Why You’re Hesitating (And It’s Not Because You’re Lazy)
If you’ve ever found yourself staring at a task you know you should do — sending the email, posting the offer, following up with inquiries — and yet you just… can’t make yourself do it, you’re not alone. And more importantly, there’s nothing wrong with you.
In a recent coaching conversation, a photographer shared that she had already written an email to her small list. All she needed to do was copy, paste, and hit send. But despite having the work done, she felt dread. She avoided it. She froze. On the surface, it didn’t make sense. But when we slowed down and looked underneath the hesitation, the real reason surfaced — and it’s one many photographers quietly carry.
It wasn’t fear of bothering people. It wasn’t discomfort with selling. It was fear of success.

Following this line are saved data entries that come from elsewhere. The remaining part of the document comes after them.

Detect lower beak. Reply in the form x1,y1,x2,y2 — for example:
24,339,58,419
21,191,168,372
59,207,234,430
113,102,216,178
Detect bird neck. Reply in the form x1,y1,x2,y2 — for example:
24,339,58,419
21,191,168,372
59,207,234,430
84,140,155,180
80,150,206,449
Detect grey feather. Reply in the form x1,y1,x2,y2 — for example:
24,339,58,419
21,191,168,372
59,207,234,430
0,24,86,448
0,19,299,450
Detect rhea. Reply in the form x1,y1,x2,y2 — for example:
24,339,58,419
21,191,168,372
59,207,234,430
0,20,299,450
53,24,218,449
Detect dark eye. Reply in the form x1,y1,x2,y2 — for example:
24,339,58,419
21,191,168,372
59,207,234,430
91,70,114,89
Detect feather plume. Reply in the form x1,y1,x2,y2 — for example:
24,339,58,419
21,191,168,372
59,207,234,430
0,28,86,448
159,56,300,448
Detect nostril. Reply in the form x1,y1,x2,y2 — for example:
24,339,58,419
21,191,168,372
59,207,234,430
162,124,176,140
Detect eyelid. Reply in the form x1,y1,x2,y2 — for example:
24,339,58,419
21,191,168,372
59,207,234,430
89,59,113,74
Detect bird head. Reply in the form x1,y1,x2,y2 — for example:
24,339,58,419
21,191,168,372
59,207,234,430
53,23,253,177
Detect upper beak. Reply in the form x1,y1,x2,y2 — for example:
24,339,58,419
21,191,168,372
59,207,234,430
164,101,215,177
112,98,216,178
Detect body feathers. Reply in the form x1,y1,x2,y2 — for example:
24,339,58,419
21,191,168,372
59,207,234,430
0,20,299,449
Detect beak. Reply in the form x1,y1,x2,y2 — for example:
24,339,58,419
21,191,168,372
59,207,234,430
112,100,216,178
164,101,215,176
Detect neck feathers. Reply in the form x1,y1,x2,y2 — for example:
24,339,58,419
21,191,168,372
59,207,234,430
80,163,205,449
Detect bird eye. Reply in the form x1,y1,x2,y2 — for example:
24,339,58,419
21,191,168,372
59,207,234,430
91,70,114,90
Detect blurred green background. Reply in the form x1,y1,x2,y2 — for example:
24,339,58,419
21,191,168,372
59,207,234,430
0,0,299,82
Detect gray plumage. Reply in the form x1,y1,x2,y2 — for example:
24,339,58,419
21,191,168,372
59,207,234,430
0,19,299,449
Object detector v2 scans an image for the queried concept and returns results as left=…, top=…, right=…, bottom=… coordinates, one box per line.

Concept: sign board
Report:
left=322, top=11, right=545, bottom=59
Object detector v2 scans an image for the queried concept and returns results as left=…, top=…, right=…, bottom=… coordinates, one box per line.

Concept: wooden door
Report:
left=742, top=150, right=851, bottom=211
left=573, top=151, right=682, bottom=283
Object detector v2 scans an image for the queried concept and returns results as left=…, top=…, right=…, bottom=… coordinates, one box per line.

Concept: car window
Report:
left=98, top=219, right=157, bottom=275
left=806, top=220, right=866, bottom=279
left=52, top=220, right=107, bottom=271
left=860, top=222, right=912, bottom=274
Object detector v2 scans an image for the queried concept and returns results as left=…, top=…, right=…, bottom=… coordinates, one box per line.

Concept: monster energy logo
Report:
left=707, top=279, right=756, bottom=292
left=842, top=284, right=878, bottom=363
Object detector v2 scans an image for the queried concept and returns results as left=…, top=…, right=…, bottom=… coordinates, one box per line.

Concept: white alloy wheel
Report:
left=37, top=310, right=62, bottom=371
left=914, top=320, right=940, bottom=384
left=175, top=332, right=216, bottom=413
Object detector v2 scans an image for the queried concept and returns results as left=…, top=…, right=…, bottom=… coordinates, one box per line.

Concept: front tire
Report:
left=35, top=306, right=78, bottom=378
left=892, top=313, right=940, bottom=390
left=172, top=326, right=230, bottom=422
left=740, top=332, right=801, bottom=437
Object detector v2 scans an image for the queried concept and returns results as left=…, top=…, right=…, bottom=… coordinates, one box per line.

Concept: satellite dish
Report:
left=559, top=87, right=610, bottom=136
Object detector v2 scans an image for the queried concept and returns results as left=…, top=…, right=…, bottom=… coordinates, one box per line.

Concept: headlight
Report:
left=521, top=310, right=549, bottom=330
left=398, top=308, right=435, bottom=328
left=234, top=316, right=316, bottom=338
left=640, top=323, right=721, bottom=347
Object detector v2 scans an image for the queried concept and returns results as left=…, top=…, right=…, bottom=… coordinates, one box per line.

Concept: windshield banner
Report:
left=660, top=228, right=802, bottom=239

When we explored what would happen if people booked her, her mind spiraled into every possible “what if.” What if she disappointed them? What if she couldn’t deliver? What if she messed it up? Her nervous system decided that success felt unsafe — so it protected her by avoiding action altogether. This is what’s known as success intolerance: when your identity hasn’t yet caught up to the version of you who can handle more clients, more responsibility, or more visibility.
Here’s the truth that often goes unnoticed: you can’t out-strategize an identity issue. You can try every marketing tactic, follow every checklist, and still feel stuck if, deep down, you don’t believe you can handle what comes next. We resist anything that doesn’t match our current self-concept. And when something feels unsafe — even success — our brain quietly steers us back to what feels familiar.
One of the most freeing shifts comes from playing out the worst-case scenario. Not to scare yourself, but to take the fear out of hiding. What if something went wrong? What would you do? You’d make it right. You’d feel uncomfortable emotions — embarrassment, disappointment, frustration — but you’d survive them. And that’s the key. When you trust yourself to handle how you’ll feel, fear loses its grip.
Growth doesn’t come from forcing confidence. It comes from building self-trust, one honest step at a time. When you believe you can figure things out — even imperfectly — action becomes possible again. And with every action, your identity expands to meet the life and business you’re creating.
You’re not stuck because you lack strategy.
You’re hesitating because your identity is being asked to stretch.
And that’s not a problem — it’s an invitation.